Galatasaray, Türkiye'yi aşıp kendi dünyasında "Kopenhag kriterleri"ni hayata geçirirken; Ankara da aynı kriterlerle ilgili olarak, "futbol"un gölgesinde kalan dev adımlar atıyordu..
Hiçbir ülke "faili meçhuller"i sırtında taşıyarak giremezdi Avrupa kapısından içeri... Kopenhag kriterleri izin vermezdi buna... Ben Kopenhag'ın Tivoli Meydanında haber okurken; hukukçu Sezer ant içerek Cumhurbaşkanı oluyor; Bahriye Üçok cinayeti çözülüyordu...
Ve arka fondaki kalabalık kıpır kıpırdı Ankara'da olup bitenlerden habersiz... Sloganlar atıyordu..
"Türkiye, Türkiye..."
o o o
Gece, alkol duvarı aşılıyordu...
Kalabalık birbirini kovalıyordu.. Şiddet; şenlik ateşini söndürmeye çalışıyordu...
Ve ertesi gün... Sokaklar yine bayram yeri... Gece unutulmuş bile...
Birbirinin yanından geçip giden kırmızı-beyaz ya da sarı formalı Arsenalliler; aynı sokakta maça kadar alış-veriş işini bitirmek isteyen, elleri torbalarla dolu Galatasaraylılar...
Lakin, şişede durduğu gibi durmuyor işte... Kahvaltıya bira ile başlayan İngilizler akşamüstü saatlerinde bir gece öncesinin rövanşına çıkıyorlar... Tivoli toz-duman...
Galatasaraylı taraftarlar, Türk gazeteciler, kameramanlar, dehşetengiz İngiliz saldırısının kurbanı... Nasıl duracak şiddet rüzgarı?.. Gökyüzüne bakıyoruz... Yağmur geliyor!.. Şükürler olsun.. Saate bakıyorum.. Maça iki saat var!.. Galatasaray geliyor... Şükürler olsun...

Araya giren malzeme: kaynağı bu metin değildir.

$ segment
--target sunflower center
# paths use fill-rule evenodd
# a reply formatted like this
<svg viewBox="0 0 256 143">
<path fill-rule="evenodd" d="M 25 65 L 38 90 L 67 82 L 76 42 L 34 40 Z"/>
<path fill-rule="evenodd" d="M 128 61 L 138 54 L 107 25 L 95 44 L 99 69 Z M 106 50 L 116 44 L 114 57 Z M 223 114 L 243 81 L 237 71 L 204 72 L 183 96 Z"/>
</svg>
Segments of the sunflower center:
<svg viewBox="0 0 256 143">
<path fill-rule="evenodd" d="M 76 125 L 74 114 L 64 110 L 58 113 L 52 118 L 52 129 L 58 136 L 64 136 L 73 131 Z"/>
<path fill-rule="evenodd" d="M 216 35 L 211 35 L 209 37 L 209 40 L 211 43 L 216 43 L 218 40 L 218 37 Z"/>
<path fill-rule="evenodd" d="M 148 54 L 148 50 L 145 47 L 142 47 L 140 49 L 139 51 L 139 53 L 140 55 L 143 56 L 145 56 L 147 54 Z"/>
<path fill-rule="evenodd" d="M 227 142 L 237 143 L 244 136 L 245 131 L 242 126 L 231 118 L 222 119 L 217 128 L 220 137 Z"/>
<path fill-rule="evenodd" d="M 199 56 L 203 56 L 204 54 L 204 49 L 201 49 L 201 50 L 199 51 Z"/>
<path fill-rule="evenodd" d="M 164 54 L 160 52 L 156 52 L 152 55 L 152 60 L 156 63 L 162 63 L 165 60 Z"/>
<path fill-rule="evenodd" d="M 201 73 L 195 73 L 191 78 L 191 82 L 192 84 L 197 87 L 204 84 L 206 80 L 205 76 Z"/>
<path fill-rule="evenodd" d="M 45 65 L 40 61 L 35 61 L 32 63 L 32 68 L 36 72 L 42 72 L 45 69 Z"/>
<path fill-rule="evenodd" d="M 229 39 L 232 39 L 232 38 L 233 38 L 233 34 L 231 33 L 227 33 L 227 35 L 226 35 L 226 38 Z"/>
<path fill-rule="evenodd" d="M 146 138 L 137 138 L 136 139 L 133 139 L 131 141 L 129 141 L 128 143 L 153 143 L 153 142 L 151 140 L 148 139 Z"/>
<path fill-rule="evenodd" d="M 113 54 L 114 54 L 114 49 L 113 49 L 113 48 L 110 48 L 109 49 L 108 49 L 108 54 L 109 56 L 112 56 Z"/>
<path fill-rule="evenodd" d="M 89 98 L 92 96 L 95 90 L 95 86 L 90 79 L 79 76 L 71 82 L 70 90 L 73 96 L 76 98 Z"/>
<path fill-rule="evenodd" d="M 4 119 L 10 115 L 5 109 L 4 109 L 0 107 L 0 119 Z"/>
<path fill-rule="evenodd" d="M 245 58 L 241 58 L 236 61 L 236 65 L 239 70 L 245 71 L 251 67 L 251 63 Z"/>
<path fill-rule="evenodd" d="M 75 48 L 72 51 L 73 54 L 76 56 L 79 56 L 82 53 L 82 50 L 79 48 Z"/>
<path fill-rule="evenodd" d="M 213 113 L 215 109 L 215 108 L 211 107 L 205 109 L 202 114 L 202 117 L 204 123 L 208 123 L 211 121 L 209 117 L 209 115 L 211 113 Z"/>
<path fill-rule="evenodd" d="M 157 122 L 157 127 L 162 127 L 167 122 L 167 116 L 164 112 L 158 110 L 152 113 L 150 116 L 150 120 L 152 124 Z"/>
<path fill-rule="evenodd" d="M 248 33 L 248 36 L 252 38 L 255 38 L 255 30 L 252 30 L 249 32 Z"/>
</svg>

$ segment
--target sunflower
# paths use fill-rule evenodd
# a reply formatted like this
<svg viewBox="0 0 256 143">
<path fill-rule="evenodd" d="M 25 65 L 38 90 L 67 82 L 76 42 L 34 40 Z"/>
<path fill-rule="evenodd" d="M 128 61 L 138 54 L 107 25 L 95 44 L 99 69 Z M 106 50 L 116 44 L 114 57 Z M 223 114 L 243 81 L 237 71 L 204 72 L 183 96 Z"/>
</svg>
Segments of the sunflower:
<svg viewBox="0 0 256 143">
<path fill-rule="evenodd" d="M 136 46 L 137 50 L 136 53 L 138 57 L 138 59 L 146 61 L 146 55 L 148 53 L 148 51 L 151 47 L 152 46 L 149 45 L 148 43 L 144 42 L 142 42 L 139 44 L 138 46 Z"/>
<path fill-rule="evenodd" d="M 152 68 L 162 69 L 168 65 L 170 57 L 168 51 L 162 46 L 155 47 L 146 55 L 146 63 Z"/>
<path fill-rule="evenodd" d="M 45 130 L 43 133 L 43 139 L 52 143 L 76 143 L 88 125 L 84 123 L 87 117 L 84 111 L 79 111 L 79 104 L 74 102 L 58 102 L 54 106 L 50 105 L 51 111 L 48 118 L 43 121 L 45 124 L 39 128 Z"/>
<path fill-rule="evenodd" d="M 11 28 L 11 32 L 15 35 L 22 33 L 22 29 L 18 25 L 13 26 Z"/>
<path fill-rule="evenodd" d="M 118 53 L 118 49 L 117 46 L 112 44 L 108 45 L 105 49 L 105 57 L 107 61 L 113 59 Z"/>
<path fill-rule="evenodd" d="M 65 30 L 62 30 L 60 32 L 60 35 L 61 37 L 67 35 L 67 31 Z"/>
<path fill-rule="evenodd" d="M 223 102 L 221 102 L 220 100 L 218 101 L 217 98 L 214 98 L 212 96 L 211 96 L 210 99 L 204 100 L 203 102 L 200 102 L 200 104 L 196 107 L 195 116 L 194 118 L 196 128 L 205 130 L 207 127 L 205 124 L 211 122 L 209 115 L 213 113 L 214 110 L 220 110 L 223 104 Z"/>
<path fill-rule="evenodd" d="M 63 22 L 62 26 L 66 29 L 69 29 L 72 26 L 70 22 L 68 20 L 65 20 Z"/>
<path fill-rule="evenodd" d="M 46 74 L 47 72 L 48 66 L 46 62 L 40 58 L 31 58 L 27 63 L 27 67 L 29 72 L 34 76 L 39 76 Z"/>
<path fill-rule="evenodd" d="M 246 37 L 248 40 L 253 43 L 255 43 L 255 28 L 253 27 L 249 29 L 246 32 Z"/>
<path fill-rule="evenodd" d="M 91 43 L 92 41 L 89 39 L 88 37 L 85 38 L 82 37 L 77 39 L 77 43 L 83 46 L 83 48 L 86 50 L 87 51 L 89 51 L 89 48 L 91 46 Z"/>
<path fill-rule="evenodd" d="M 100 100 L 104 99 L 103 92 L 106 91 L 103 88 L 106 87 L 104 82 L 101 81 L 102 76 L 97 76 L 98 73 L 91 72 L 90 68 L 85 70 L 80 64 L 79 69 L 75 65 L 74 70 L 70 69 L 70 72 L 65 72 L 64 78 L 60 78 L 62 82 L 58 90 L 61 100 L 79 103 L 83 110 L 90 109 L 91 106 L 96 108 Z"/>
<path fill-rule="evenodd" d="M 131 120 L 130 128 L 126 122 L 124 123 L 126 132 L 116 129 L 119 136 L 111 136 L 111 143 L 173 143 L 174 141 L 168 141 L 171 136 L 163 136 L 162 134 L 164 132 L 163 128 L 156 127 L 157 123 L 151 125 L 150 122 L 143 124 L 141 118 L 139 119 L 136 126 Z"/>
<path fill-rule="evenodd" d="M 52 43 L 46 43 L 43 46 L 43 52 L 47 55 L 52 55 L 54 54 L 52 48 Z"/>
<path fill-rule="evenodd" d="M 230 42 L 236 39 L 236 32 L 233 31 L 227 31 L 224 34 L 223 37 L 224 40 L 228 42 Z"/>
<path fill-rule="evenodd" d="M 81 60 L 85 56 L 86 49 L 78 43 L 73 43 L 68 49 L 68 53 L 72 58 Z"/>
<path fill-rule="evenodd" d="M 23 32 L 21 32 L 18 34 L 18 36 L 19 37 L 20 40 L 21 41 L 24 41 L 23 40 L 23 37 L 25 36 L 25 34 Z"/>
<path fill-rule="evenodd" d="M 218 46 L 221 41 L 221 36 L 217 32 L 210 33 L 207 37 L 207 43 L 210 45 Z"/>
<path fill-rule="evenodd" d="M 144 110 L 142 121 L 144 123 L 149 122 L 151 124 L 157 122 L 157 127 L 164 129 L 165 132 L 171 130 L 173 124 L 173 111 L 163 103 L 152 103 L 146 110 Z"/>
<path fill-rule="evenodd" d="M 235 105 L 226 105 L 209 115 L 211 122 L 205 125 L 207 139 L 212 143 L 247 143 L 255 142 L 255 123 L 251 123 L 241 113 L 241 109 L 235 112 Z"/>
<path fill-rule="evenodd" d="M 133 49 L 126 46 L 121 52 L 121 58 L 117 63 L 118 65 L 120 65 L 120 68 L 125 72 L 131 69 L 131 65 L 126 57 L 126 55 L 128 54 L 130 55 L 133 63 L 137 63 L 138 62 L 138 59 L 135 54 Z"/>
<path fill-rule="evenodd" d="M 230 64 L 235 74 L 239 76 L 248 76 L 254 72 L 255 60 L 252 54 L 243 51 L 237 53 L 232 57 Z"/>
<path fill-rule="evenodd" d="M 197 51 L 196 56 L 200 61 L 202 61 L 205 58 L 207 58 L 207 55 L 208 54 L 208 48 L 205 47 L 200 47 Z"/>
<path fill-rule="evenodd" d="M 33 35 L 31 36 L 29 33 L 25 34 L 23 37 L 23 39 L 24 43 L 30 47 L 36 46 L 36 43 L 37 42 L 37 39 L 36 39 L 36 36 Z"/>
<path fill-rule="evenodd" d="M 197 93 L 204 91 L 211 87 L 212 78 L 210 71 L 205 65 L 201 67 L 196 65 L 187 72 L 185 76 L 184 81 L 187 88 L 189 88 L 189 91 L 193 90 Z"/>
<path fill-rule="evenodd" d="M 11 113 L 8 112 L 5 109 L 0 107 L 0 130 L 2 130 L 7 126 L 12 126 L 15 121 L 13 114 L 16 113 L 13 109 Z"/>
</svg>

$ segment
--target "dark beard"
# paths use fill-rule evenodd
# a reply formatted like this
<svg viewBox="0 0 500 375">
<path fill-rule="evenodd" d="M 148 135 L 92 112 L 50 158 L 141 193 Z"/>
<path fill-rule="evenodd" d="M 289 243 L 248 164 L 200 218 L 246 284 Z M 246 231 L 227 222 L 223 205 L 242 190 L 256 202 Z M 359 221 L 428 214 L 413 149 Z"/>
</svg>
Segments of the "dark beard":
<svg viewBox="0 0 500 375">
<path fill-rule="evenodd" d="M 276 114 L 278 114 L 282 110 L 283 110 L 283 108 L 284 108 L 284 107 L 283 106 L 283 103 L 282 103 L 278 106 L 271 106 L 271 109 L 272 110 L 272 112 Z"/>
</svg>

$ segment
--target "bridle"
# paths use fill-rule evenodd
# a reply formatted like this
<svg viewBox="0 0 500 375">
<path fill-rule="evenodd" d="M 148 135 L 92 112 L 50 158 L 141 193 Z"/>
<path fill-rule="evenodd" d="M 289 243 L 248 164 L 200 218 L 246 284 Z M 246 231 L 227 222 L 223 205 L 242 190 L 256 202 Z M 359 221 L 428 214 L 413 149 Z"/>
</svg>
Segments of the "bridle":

Türkiye'nin bozulan toplumsal moralini, kırılan şevkini her fırsatta onarıp karanlığı aydınlık şafaklara eriştiren Galatasaray!.. Durdursa durdursa o durdurur Holigan şiddetini..
Trajik Taksim gecesinin ertesinde o durdurmuştu.. Leeds'te o durdurmuştu.. Kopenhag'da da o durdurdu...
Allah'ın rahmeti gibi yağdı şiddet ikliminin üstüne!..
Başarı yok etti ilkellikleri... Susturdu dehşetin sesini..
o o o
Ne çok insan ağlıyordu etrafımda!.. Ne çok erkek ağlıyordu hatta!.. Bu kadar çok ağlayan erkeği ilk kez bir arada gördüm..
Her daim dobra dobra konuşan Fatih Terim de galiba ilk kez doğruyu söylemiyordu "Ağlamadım" derken...
Bilmiyor muyduk ki, içi ağlarken insanın ille de göz yaşı gerekmez!..
Bunca şarkının içinden "Elbette" şarkısını seçen adamın içindeki fırtınaların sesini hangi tribün kasırgası duyulmaz kılabilirdi ki!.. Yoksa o mu mırıldanmıştı, ilk kez şarkının sözlerini bir "hüzünler zamanı"nda:
"Bazen hızla dönüp bazen duracağım, Bazen söyleyip bazen susacağım.."
O şimdi, konuşur görünürken susuyor aslında...
Ve... Bilin ki sustuğu zaman konuşmuş olacak...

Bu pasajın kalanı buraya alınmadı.